Aside from jobs and production cuts, Alpha’s plan also includes further development of its international sales and trading function.

Also, with 25-30Mt of export capacity via the East Coast and Gulf of Mexico – untapped in part – the producer said it had the capability to increase exports swiftly.

“With approximately 1.5 billion tons of quality metallurgical coal reserves and a number of significant organic growth projects in various stages of development, Alpha is well positioned to

scale up quickly as demand from steelmakers around the world warrants,” it said.

Alpha is also planning a streamlining and optimisation effort under which it will consolidate its four operating regions into two, parallel with the smaller footprint going forward.

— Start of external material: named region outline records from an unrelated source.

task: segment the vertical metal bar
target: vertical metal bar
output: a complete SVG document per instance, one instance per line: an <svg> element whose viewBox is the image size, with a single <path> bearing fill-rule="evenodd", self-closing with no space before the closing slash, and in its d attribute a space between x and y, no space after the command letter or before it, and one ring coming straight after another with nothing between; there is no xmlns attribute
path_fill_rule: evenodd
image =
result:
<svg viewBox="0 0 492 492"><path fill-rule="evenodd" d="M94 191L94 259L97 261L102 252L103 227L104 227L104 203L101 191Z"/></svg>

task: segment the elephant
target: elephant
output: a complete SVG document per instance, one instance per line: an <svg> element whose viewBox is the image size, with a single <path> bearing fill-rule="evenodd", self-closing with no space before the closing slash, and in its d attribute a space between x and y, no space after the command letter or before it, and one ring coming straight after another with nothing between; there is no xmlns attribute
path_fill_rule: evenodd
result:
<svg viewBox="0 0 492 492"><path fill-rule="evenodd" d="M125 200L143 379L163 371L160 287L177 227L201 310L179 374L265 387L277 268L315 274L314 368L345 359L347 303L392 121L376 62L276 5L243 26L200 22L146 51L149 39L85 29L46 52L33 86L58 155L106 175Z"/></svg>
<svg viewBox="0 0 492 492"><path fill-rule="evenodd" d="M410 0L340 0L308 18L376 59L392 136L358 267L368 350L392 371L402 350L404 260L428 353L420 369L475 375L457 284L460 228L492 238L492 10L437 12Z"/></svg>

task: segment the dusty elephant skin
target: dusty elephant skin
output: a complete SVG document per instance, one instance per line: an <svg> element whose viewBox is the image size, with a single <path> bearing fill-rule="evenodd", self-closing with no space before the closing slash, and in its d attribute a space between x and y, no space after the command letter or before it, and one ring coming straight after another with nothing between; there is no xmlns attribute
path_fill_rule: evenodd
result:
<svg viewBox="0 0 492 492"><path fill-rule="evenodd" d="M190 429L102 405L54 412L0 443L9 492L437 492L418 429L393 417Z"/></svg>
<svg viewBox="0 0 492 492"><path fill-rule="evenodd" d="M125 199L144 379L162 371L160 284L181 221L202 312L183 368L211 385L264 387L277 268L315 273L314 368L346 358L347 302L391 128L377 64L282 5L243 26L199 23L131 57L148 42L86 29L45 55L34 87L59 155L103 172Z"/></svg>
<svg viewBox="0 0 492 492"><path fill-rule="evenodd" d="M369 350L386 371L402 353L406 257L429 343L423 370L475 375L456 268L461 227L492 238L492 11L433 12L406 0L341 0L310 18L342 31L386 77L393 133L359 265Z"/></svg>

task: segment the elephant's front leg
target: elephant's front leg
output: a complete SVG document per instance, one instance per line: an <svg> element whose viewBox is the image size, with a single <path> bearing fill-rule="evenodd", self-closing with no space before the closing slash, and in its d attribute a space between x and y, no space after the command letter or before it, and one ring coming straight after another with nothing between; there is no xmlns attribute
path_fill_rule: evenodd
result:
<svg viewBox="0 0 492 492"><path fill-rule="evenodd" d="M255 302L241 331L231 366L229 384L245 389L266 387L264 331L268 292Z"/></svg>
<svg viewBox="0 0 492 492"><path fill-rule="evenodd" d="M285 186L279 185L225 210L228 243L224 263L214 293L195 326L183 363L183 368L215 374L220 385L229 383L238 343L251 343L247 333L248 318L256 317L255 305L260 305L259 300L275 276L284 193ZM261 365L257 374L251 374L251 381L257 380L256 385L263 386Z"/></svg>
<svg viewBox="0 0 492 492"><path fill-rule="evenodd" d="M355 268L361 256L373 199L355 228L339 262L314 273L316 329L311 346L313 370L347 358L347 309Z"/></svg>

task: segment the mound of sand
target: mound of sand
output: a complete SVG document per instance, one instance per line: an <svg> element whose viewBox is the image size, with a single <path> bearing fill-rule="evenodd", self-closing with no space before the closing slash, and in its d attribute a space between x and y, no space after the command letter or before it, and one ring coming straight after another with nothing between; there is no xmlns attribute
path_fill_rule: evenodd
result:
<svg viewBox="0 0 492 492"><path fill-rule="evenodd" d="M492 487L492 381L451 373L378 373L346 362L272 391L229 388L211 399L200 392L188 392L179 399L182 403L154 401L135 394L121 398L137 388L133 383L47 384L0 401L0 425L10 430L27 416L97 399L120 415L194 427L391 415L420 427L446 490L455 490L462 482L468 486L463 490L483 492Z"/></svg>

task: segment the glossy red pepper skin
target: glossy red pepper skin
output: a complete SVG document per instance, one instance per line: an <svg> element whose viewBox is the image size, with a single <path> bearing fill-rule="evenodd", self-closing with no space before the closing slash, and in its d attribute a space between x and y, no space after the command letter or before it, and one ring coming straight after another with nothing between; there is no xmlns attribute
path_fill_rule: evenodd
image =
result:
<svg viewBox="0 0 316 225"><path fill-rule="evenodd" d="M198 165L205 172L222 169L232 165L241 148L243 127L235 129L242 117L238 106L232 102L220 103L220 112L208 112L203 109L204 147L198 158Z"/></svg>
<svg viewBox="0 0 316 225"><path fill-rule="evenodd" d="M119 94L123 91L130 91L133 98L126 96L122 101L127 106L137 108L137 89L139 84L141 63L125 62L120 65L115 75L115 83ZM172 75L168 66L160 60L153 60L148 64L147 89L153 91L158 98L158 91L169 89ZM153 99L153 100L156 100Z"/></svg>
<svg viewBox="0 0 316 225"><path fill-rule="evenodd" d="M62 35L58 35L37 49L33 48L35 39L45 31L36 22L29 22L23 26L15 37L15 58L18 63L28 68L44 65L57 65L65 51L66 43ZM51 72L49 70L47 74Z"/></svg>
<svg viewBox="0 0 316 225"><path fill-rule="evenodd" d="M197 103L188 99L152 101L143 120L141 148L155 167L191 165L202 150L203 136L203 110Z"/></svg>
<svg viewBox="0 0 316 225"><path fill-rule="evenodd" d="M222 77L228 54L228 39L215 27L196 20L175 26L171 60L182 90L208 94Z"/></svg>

Officials said the realignment would allow a reduction in operational overhead while increasing effectiveness at the same time and because executive and administrative support would also be scaled down, it would be able to realise permanent overhead savings.

That plan includes establishing an Operational Performance Group to handle centralised technical support services to both of the company’s new operating regions.

Alpha Australia president Brian Sullivan will transfer back to the US to fill the chief commercial officer seat. Paul Vining held the position before being named president.

Sullivan will oversee all global sales and marketing activities.

Alpha executive leadership team members Randy McMillion and Eddie Neely will retire from November 1 and at that time the two seats will be merged with the current duties of other members of the team, as well as company executives.

Financially, the producer has estimated the comprehensive cost of the changes will be about $US150 million, including the $50-60M in reductions it already announced in June.

“The focus and shape of our company need to change to reflect our new business environment," Vining said.

“We must have a nimble operating model, superior cost management and an overhead structure that matches our streamlined operational footprint.

“We recognise these changes will impact our people, suppliers and communities in some areas where we operate.

“Alpha is committed to acting transparently and responsibly throughout the transition, with respectful consideration of our people and all other stakeholders."